As I am not a mental health expert, I’m not going to delve into why it is this way, however, as a generic link, I’d like to quote the abovementioned Wikipedia page:
“Such a link has good face validity given that it is during the years of development that a child is learning how to become a social being. Abuse of the child by the caregiver is bound to distort the developing personality and create a much greater risk for depression and many other debilitating mental and emotional states”
Personally, I think I have always been depressed, yet when I was younger and in my teens, I wasn’t aware of it, and none of the mental health professionals I encountered ever discussed or suspected this condition to affect me. It wasn’t until I was in my first year at university when shit hit the fan and my world crumbled, that I was diagnosed with it and put on antidepressants.
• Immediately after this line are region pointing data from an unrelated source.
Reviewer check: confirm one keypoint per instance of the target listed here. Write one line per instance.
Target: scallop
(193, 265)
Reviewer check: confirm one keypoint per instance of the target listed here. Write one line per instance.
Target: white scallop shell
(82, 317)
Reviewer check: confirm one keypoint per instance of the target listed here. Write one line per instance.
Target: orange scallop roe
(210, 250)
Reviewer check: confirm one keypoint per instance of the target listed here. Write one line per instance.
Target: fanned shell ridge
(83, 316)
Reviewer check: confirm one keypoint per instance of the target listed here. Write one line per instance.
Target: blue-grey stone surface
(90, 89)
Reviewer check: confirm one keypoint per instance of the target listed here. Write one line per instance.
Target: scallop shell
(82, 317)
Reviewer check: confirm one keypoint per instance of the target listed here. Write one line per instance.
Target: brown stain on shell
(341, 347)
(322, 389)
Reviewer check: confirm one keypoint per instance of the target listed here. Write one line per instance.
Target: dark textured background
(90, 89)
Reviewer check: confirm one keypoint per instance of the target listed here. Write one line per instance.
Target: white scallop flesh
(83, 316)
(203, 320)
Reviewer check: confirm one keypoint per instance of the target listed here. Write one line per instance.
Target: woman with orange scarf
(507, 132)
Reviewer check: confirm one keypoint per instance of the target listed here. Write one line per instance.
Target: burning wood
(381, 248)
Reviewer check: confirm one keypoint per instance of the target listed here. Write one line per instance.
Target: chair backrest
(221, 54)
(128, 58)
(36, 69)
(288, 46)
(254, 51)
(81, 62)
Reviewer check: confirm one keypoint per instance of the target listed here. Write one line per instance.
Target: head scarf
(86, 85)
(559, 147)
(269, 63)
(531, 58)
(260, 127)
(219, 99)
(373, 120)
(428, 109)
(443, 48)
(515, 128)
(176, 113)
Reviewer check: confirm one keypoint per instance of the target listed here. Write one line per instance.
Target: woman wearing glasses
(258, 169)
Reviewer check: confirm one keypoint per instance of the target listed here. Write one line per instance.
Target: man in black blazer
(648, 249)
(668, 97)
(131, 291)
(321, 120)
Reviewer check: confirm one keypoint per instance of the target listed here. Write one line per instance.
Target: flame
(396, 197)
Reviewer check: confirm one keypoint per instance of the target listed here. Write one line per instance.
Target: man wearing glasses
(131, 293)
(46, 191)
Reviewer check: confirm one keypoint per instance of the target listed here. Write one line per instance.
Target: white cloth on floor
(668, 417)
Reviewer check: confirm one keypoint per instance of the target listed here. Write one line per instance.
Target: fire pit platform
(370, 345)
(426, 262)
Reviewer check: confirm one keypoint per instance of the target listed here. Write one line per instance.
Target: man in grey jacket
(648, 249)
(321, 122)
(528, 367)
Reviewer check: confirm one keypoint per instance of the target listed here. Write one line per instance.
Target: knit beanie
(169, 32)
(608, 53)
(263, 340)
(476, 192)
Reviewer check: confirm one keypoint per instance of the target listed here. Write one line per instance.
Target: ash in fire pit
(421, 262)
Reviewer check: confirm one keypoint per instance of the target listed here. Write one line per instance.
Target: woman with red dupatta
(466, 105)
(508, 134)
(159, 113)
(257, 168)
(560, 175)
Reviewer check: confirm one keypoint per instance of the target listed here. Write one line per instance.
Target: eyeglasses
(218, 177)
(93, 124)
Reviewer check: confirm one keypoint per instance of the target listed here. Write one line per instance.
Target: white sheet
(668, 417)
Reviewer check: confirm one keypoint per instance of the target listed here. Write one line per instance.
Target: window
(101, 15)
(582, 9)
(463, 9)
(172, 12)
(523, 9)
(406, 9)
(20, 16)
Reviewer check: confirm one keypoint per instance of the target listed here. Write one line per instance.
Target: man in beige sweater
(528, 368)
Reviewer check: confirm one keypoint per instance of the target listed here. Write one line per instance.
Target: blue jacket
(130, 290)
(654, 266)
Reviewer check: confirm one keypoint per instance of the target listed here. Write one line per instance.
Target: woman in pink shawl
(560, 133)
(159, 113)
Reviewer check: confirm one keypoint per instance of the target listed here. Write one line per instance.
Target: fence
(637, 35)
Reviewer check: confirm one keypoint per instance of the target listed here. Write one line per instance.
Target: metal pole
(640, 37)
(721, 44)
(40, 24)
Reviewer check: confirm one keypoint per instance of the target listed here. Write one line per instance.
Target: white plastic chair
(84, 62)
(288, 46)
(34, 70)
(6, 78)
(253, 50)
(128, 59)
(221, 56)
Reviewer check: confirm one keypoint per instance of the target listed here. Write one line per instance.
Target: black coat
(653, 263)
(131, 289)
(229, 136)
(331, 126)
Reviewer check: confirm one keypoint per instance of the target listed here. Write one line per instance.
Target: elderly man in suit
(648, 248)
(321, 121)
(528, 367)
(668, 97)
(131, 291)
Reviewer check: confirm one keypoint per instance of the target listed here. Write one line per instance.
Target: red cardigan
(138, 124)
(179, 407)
Looking back, I think it was probably the best solution for me at that point in time- I wasn’t aware of the abuse back then, and medication seemed like the way to go forward to get me out of that mental black hole that I had fallen into.
I was on them for a little while and quit, and it wasn’t until my first flashback, when the doctor that I saw for post-traumatic stress disorder, put me back on them. Three years went by, and last year I finally decided to get off of Citalopram while living in East Africa. Somehow the surrounding culture, nature, and the beautiful experiences I had helped me feel blessed in life and lifted my mood.
But now, as I juggle with a highly stressful sales career, a new relationship, my best friend moving out of the country, and so many other things, it has come time to get help from that little daily pill that lifts me from the bottom of the dark cave that my mind so often goes to. It is like first aid to my mind; it doesn’t take the cause away, it just helps me to keep things together so I don’t completely lose it. I was partly relieved and partly scared to get on it again, but my doctor didn’t let me leave the appointment without promising to get on the medication as I was distraught and couldn’t stop crying. I guess pharmacological aids are her speciality, and I can’t blame her.
The industry is making big bucks from the pharmaceuticals designed for the modern human who tries to survive in this fast-paced 21st Century world, yet I don’t think it is the ultimate answer for a survivor of childhood abuse who battles depression due to the trauma. I firmly believe it enables you to hide the true reasons for your mental health problems without taking away the cause; only therapy can do this.
So as I wait to find a good and understanding therapist (still got my free NHS CBT therapy every now and then…), I might as well pop that pill just to help me live on.